05 - When hesitation enters the system

Hesitation does not usually show up as a clear pause. It settles in more quietly and starts to influence how people respond before anyone really notices it.

Some years ago, during a climb through seventeen thousand feet, a sharp crack filled the cockpit. For a brief moment the sound was the only clear piece of information. The windshield in front of the left seat had fractured and the outside view disappeared behind a network of cracks.

The situation was not understood at that point. We did not know what had caused it, whether the damage would remain stable, or how it might develop. What mattered immediately was keeping the aircraft stable while we began to understand what we were dealing with.

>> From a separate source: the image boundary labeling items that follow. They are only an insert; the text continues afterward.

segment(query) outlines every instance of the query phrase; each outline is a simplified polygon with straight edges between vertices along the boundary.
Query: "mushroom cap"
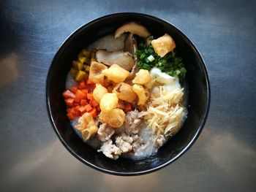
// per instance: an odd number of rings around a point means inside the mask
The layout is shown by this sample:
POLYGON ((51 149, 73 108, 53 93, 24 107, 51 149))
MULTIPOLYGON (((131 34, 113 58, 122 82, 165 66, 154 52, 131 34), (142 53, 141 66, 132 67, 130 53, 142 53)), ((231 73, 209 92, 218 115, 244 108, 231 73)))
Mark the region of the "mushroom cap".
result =
POLYGON ((135 64, 134 58, 128 52, 120 50, 109 52, 100 50, 96 52, 95 56, 97 61, 99 63, 107 66, 117 64, 129 72, 135 64))
POLYGON ((146 27, 136 23, 130 22, 121 26, 118 29, 116 29, 114 37, 115 38, 118 38, 122 34, 125 32, 129 32, 132 34, 137 34, 144 38, 146 38, 151 35, 146 27))

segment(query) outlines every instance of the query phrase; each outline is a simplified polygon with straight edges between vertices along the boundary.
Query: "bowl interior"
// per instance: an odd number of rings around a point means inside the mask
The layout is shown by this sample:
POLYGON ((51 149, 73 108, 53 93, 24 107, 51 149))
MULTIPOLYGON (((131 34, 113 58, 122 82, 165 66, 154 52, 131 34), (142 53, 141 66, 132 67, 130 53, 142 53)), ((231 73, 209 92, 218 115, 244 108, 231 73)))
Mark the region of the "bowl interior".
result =
POLYGON ((209 107, 208 80, 203 61, 191 42, 176 28, 149 15, 122 13, 97 19, 72 34, 55 55, 47 80, 47 101, 53 128, 60 140, 77 158, 86 164, 110 174, 140 174, 158 169, 176 160, 196 139, 205 123, 209 107), (188 117, 180 131, 152 156, 131 160, 113 161, 83 142, 71 127, 66 117, 62 92, 72 61, 84 47, 124 23, 136 21, 145 26, 154 37, 169 34, 174 39, 178 54, 187 70, 188 117))

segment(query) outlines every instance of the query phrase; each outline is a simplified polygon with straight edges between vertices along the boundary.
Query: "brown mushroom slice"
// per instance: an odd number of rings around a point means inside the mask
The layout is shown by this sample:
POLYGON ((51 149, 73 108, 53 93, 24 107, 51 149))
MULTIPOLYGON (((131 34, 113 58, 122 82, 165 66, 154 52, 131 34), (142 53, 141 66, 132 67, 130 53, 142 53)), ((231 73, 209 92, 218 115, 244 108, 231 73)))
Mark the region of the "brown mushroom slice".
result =
POLYGON ((118 38, 122 34, 125 32, 129 32, 132 34, 137 34, 144 38, 146 38, 151 35, 146 27, 140 26, 136 23, 130 22, 121 26, 118 29, 116 29, 114 37, 115 38, 118 38))
POLYGON ((128 52, 98 50, 96 52, 96 59, 98 62, 107 66, 117 64, 127 71, 131 71, 135 61, 128 52))
POLYGON ((129 34, 124 39, 124 50, 129 52, 132 55, 135 55, 135 52, 138 50, 137 41, 133 37, 133 34, 129 34))

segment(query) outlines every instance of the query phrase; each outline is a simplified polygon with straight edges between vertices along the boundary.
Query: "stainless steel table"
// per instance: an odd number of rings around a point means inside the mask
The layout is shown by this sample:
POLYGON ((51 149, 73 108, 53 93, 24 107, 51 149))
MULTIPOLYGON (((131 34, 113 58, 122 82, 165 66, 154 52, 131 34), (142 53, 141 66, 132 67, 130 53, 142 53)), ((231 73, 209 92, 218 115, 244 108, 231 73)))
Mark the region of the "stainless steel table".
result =
POLYGON ((255 191, 255 1, 0 2, 1 191, 255 191), (118 12, 162 18, 200 51, 211 104, 199 139, 178 161, 138 177, 83 164, 50 123, 45 80, 74 30, 118 12))

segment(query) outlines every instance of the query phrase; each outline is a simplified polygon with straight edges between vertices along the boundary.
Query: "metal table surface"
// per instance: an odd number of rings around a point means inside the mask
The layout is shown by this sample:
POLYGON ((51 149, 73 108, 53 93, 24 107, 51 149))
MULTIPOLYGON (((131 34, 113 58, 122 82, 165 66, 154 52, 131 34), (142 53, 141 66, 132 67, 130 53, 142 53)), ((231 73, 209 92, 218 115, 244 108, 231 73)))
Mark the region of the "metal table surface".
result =
POLYGON ((1 1, 1 191, 252 191, 256 153, 255 1, 1 1), (157 172, 118 177, 74 158, 58 139, 45 80, 58 47, 96 18, 137 12, 162 18, 195 43, 211 102, 192 147, 157 172))

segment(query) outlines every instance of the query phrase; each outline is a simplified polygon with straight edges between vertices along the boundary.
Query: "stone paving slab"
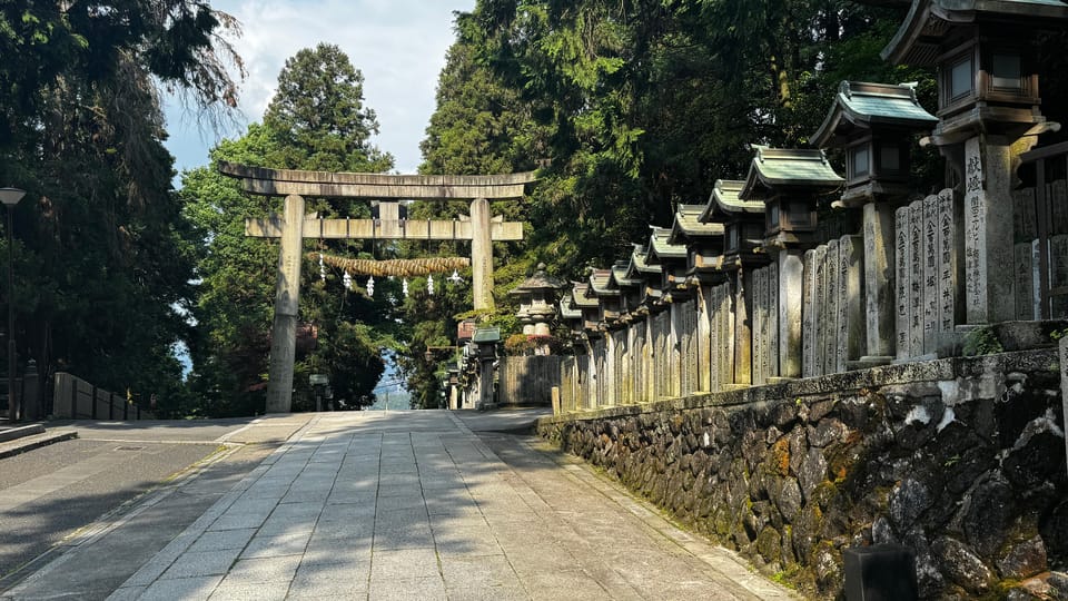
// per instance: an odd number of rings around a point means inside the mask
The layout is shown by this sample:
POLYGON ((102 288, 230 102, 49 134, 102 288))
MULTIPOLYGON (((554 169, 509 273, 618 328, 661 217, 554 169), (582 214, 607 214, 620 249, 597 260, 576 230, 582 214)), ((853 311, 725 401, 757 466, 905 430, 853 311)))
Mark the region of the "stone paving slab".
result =
POLYGON ((320 414, 109 599, 792 598, 515 422, 320 414))

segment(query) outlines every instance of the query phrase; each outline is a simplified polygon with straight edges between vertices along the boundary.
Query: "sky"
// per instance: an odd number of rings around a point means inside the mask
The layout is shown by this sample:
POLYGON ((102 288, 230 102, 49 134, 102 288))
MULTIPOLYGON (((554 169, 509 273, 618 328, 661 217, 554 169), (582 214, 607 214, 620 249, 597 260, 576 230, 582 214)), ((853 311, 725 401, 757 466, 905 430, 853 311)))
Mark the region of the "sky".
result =
MULTIPOLYGON (((263 119, 287 58, 334 43, 364 73, 365 106, 378 115, 373 142, 394 156, 397 173, 414 174, 437 77, 455 39, 453 12, 472 10, 475 0, 214 0, 211 6, 240 21, 243 36, 231 41, 248 71, 238 105, 244 124, 220 132, 224 137, 240 137, 245 126, 263 119)), ((218 135, 184 114, 175 99, 166 100, 165 114, 175 168, 207 165, 218 135)))

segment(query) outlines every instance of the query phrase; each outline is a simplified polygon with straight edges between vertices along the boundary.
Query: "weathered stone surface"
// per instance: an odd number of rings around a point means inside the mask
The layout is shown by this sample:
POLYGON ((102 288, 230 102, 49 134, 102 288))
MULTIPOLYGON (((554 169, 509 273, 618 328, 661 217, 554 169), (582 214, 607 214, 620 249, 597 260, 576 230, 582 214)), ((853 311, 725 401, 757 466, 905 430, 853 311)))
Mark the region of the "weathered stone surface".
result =
POLYGON ((1068 599, 1068 574, 1064 572, 1051 572, 1046 580, 1050 592, 1056 597, 1054 599, 1068 599))
POLYGON ((1050 462, 1064 447, 1065 439, 1056 417, 1045 415, 1031 421, 1001 462, 1005 477, 1017 486, 1030 489, 1062 475, 1065 464, 1050 462))
POLYGON ((998 570, 1003 578, 1021 580, 1046 571, 1046 544, 1041 536, 1012 545, 998 560, 998 570))
POLYGON ((993 574, 968 545, 942 536, 931 544, 931 550, 942 572, 965 590, 971 593, 985 593, 989 590, 993 574))
POLYGON ((898 532, 908 532, 931 506, 931 492, 911 477, 902 480, 890 493, 890 519, 898 532))
POLYGON ((992 555, 1005 540, 1019 509, 1012 487, 991 477, 971 493, 961 524, 968 542, 982 555, 992 555))
POLYGON ((775 499, 775 504, 779 508, 779 513, 782 514, 783 520, 787 523, 793 521, 797 516, 798 511, 801 510, 801 485, 798 484, 795 477, 784 479, 782 482, 782 487, 779 490, 779 494, 775 499))
POLYGON ((833 417, 820 420, 815 426, 808 427, 809 444, 824 447, 834 442, 842 442, 848 433, 849 428, 846 424, 833 417))
POLYGON ((804 461, 801 462, 801 470, 798 471, 798 483, 801 485, 801 495, 808 501, 812 491, 827 479, 827 460, 823 459, 823 451, 819 449, 809 449, 804 454, 804 461))
POLYGON ((1041 564, 1036 540, 1050 568, 1068 564, 1058 384, 1051 351, 943 359, 553 417, 540 432, 797 574, 805 598, 840 593, 838 550, 880 542, 916 550, 923 599, 1003 598, 1030 590, 1003 580, 1041 564))

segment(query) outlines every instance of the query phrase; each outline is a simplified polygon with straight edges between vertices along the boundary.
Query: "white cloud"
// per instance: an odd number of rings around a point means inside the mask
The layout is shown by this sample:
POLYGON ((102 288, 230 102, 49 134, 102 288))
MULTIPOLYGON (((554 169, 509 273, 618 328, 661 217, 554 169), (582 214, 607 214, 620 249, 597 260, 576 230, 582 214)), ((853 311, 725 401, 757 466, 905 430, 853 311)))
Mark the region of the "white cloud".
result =
MULTIPOLYGON (((396 157, 400 173, 422 160, 419 141, 434 111, 437 76, 454 40, 453 11, 472 10, 474 0, 217 0, 215 8, 241 22, 234 40, 248 78, 239 108, 258 121, 274 95, 287 58, 319 42, 335 43, 364 73, 364 98, 378 115, 379 148, 396 157)), ((207 162, 214 140, 197 124, 182 122, 168 107, 168 147, 178 167, 207 162)), ((239 135, 240 132, 228 132, 239 135)))

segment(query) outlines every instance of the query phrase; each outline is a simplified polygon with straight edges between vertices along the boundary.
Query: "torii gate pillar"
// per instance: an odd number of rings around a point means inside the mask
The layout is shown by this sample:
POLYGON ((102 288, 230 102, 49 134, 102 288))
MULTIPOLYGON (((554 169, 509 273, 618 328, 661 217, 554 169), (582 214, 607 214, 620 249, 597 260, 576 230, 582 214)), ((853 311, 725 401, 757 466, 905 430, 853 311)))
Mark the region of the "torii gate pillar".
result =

We levelled off and informed air traffic control that we would maintain altitude while assessing the situation. The instruments became the first reference. Cabin pressure remained stable and the aircraft behaved normally. There were no indications that the situation was deteriorating.

Only once that was clear did we take out the checklist.

Procedures exist for situations like this, but they do not remove uncertainty. They structure it. Some elements become clearer, others remain open. The decision that follows is not based on full reassurance. It comes at the point where there is enough understanding to move, even though questions remain.

We reduced altitude and coordinated a diversion to Prague, where we landed the aircraft without further complication.

Looking back, the event itself is not what stands out. What remains is how the situation developed around it. The uncertainty did not disappear, but it also did not turn into hesitation. As a crew, we accepted early on that the picture would remain incomplete and that decisions still had to be taken within that.

In many organisations, hesitation takes hold differently. Action is expected to wait until the picture feels complete. The search for reassurance continues, discussions extend, analysis becomes more detailed, and the moment of commitment moves further away.

From the outside this can look careful. Underneath it often reflects the assumption that clarity will eventually present itself if we stay with the situation long enough.

Operational environments rarely allow that. The situation continues to evolve while we are still trying to understand it.

Direction appears when people accept that understanding remains partial and that movement cannot wait for doubt to disappear. 

Decisions become possible when hesitation does not take hold of the system.